The analysis of sensitivity to the time gap between training and prediction periods is relevant only when using complete training data (Category 1, Tables S1–S4), as incomplete data predictions (Category 2, Tables S5 and S6) do not consider this gap. Analysis of Tables S1–S4 reveals the following.

  • Predictions immediately following the training period exhibited relatively high and stable R2 values. This includes long-term predictions (Table S1 Case 1, immediately adjacent to the training period), mid-term predictions for the first half-year (Table S2, Case 1, immediately adjacent to the training period), and short-to-medium-term predictions for the first quarter (Table S3, Case 1, immediately adjacent to the training period), and short-term monthly predictions for the first three months (Table S4, Cases 1–3, immediately adjacent to the training period).

  • As the time gap between the training and prediction periods increased, model fit metrics, such as R2, declined significantly. For example, mid-term predictions for the second half-year (Table S2, Case 2) showed a marked decrease in R2. In some cases, R2 values even turned negative, as observed in short-to-medium-term predictions for the second, third, and fourth quarters (Table S3 Cases 2–4) and in short-term monthly predictions for months beyond the first three (Table S4 Cases 4–12). Notably, this decline becomes particularly pronounced when the temporal gap exceeds three months (one-quarter), indicating a critical threshold for maintaining predictive accuracy.

The decline in performance indicated above, associated with increasing time gaps between training and prediction periods, may be attributed to the difficulty in capturing complete temporal patterns, as training data becomes less representative of evolving PM2.5 dynamics, such as seasonal shifts or new pollution sources, which are inadequately reflected beyond a three-month interval.

Impact of completeness of training data

Category 1 (complete four-season training data) outperforms Category 2 (incomplete yearly data), as evidenced by Tables S1–S4 vs.
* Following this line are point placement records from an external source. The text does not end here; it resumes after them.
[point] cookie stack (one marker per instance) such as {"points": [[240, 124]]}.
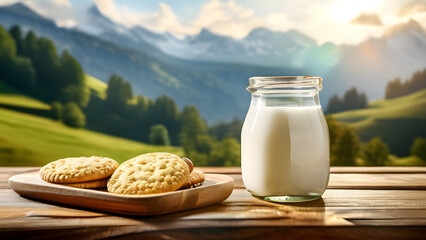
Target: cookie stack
{"points": [[145, 174]]}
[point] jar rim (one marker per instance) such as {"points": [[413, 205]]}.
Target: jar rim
{"points": [[284, 84]]}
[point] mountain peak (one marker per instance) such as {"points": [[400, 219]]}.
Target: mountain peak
{"points": [[402, 28], [23, 10], [95, 13]]}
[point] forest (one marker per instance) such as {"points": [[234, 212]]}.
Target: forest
{"points": [[33, 65]]}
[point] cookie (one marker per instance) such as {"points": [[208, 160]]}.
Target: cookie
{"points": [[190, 164], [196, 178], [101, 183], [78, 169], [149, 173]]}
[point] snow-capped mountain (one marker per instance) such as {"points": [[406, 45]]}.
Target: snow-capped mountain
{"points": [[191, 69], [261, 46]]}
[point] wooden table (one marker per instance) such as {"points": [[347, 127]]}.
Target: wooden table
{"points": [[360, 203]]}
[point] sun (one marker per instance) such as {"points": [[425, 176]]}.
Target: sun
{"points": [[344, 11]]}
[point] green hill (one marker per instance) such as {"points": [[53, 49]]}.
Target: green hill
{"points": [[97, 87], [396, 121], [30, 140]]}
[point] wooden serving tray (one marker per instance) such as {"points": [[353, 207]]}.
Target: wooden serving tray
{"points": [[215, 189]]}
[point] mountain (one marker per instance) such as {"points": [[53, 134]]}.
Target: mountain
{"points": [[260, 47], [217, 89], [396, 121], [371, 64], [211, 71]]}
Tables S5 and S6 and Figures S1–S19 vs. Figures S20–S23. Category 1 excels, especially for predictions immediately following training. This indicates that complete seasonal data enhances forecast accuracy, while incomplete data in Category 2 fails to capture seasonal patterns, lowering performance.
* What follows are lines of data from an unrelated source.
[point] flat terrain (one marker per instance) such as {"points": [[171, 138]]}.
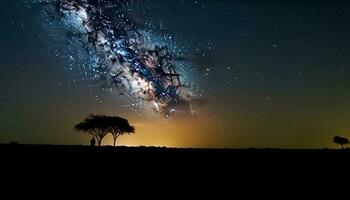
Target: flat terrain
{"points": [[155, 155], [192, 164]]}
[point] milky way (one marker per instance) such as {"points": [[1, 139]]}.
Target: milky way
{"points": [[144, 72]]}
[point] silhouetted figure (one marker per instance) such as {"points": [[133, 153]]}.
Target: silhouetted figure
{"points": [[100, 125], [92, 142], [341, 141]]}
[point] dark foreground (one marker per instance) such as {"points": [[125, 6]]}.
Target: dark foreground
{"points": [[147, 156], [197, 164]]}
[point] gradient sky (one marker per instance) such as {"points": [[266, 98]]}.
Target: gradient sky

Impact of training proportion in incomplete seasonal data

Tables S5 and S6, based on incomplete seasonal data from November 2023 to October 2024, reveal that a higher training data proportion generally boosts performance. Table S6, Case 1 (10 months training, the next 2 months prediction) outperforms Table S5, Case 2 (9 months training, 3 months prediction), followed by Table S5, Case 1 (6 months training, 6 months prediction). However, this trend breaks when predicting just one month: Table S6, Case 2 (11 months training, the next one-month prediction) shows reduced R2, suggesting excessive training data relative to the short one-month prediction horizon can lead to overfitting and yield diminishing returns.
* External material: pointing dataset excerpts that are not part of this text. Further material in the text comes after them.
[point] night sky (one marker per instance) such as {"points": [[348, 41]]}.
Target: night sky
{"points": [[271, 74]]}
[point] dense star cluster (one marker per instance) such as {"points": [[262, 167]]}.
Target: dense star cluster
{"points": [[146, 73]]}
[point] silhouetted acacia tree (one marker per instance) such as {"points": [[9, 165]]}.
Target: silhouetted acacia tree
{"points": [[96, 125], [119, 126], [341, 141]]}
Challenges in single-month predictions immediately after the training period

Predicting a single month right after the training period proves challenging, as seen in Table S6, Case 2 (11 months of incomplete seasonal data) and Table S4, Case 1 (complete yearly seasonal data). Section “impact of training proportion in incomplete seasonal data” notes that increasing training data proportion typically enhances prediction accuracy. However, this trend reverses in Table S6, Case 2, where 11 months of training data for predicting the final month (Oct 2024) yields poorer performance. Similarly, Table S4, Case 1 (predicting Nov 2023) underperforms compared to Cases 2 and 3 (predicting Dec 2023 and Jan 2024, with a one-month gap).

This reduced accuracy may stem from.

  • ① Limited time window: Predicting immediately after training leaves the model with a narrow time frame, hindering its ability to capture subtle PM2.5 fluctuations just beyond the data.

  • ② Insufficient time to understand trends: A small gap (e.g., one to two months, as in Table S4, Cases 2–3) allows the model to better identify longer-term trends, enhancing accuracy.

Comparative performance of univariate, pollutant-based, and meteorology-based prediction

We evaluated 92 groups of univariate, pollutant-based, and meteorology-based models across 23 forecasting horizons using four deep-learning algorithms. Results indicate that only the meteorological factors configuration (temperature, pressure, precipitation, wind speed) consistently enhanced prediction accuracy over univariate models, yielding higher R2 and lower MAE% and RMSE%. In contrast, the three pollutant-based configurations (CO + NO2, CO-only, O3+SO2) showed no significant accuracy improvements over univariate models, though rare exceptions occurred with specific algorithms.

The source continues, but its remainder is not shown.